The surgical procedure for esophageal cancer is removal of the esophagus (Esophagectomy = esophagus + ectomy = removal). This is often recommended for patients with stage II or III cancer. Those with stage IV cancer may not be surgical candidates because of poor prognosis. Certain patients may not be appropriate candidates for surgery because the cancer has spread to adjacent structures like the heart or lung. Some patients may not be candidates for surgery because of underlying medical illnesses, such as advanced heart or lung disease or diabetes that would increase the risk of death during or shortly after surgery.
Esophagogastrectomy is occasionally required if the cancer also involves parts of the stomach.
Some patients are able to have the removed esophagus replaced with another piece of bowel to connect the mouth to the stomach. If that is not possible, percutaneous gastrostomy may be required to get food and fluid into the stomach to be digested. A tube is placed through the skin and anchored into the stomach to allow tube feedings.
Chemotherapy and radiation
Chemotherapy and radiation therapy (also called external beam radiation) may be administered prior to surgery to help shrink the tumor. There are a variety of chemotherapy protocols that may be considered. Surgery may be delayed for four to six weeks after the diagnosis is made to allow the chemotherapy and radiation to be administered.
Chemotherapy and radiation therapy after surgery have not been shown to increase survival.
There are specific genes that are associated with esophageal cancer. In certain circumstances, the tumor can be tested to see whether genes like HER2 are present. Targeted medications can attach or bind to different protein sites on the tumor cells and inhibit tumor growth. This is immunotherapy, which tries to kill only tumor cells, unlike chemotherapy, which also kills normal cells as a side effect.
If the esophageal cancer is confined the walls of the esophagus with no spread to the lymph nodes or distant organs (stage I), surgical removal of the tumor may be accomplished via endoscopic procedure.
Light therapy may be used to treat esophageal cancers that are small in size and have not spread or metastasized. In this treatment, a photo-sensitizing drug is injected into the body where it is absorbed by cells, where they can last for two to three days. However, cancer cells seem to keep a concentration of the drug longer. When the patient is exposed to light from a laser, the drug may kill the cancer cell.

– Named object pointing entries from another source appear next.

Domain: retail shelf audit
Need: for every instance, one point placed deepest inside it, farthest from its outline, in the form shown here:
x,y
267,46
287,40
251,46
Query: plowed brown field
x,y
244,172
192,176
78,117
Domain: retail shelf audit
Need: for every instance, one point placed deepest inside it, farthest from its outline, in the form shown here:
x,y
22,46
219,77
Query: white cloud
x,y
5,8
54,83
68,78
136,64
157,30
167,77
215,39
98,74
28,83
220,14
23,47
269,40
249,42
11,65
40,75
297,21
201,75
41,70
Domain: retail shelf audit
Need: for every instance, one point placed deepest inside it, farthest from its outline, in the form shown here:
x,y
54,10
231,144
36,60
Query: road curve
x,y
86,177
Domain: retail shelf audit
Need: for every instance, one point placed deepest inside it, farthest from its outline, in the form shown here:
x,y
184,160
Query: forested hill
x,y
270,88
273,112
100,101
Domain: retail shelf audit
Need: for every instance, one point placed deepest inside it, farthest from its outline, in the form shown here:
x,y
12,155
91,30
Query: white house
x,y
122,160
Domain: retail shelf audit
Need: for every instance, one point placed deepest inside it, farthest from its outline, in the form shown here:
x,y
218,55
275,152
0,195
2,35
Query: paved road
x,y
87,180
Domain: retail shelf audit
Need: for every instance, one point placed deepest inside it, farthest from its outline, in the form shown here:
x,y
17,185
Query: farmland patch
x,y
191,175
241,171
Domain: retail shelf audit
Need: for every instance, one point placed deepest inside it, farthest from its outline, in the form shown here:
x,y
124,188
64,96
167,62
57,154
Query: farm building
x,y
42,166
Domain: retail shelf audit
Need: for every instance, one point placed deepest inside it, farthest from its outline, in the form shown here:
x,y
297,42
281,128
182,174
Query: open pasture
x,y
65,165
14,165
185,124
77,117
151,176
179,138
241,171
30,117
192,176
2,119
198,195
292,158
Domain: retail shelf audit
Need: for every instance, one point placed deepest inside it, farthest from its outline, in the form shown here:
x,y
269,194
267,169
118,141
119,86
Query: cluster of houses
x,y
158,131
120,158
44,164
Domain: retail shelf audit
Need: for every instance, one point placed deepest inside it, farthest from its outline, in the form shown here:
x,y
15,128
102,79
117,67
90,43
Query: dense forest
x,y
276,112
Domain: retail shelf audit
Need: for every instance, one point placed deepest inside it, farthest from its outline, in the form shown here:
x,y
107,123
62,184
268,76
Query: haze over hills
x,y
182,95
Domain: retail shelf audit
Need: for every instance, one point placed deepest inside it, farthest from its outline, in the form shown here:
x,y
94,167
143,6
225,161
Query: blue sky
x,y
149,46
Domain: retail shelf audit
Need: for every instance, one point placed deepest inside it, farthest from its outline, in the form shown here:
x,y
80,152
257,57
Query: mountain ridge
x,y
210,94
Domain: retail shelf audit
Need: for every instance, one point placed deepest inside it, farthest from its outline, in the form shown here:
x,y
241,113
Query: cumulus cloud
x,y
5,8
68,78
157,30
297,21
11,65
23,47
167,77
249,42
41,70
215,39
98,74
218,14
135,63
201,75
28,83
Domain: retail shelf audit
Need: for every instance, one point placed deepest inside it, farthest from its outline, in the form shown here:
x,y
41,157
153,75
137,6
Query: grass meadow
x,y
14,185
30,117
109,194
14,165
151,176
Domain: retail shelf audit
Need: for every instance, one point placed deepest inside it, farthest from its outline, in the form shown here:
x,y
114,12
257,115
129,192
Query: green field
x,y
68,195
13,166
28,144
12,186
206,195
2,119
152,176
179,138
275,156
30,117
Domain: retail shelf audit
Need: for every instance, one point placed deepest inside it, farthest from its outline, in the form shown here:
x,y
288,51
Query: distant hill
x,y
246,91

This type of treatment is limited because light cannot penetrate deeply into the body and is effective in only small tumors. At present, photodynamic therapy is approved for esophageal cancer and non-small-cell lung cancer.
What kinds of doctors treat esophageal cancer?
Esophageal cancer is a condition that requires surgical procedures. In addition to the general surgeon, there are many other types of physicians who may contribute to care.
- Gastroenterologists may be involved in diagnosing, treating, and monitoring the disease.
- Oncologists make treatment plans that include chemotherapy and radiation therapy.
- Radiation is administered by a radiation oncologist.
- Surgeons are responsible for operating and removing organs that are involved by tumor. General surgeons and thoracic surgeons are commonly responsible for the operation. Other types of surgeons may provide care depending upon what other organs are affected by the cancer.
- The primary-care provider may help care for side effects.
- Dieticians are important to help maintain nutrition to aid healing and prevent complications when food cannot be easily swallowed, both before and after surgery.
Should the cancer become untreatable or symptom control be needed, palliative care specialists may be involved to help improve quality of life.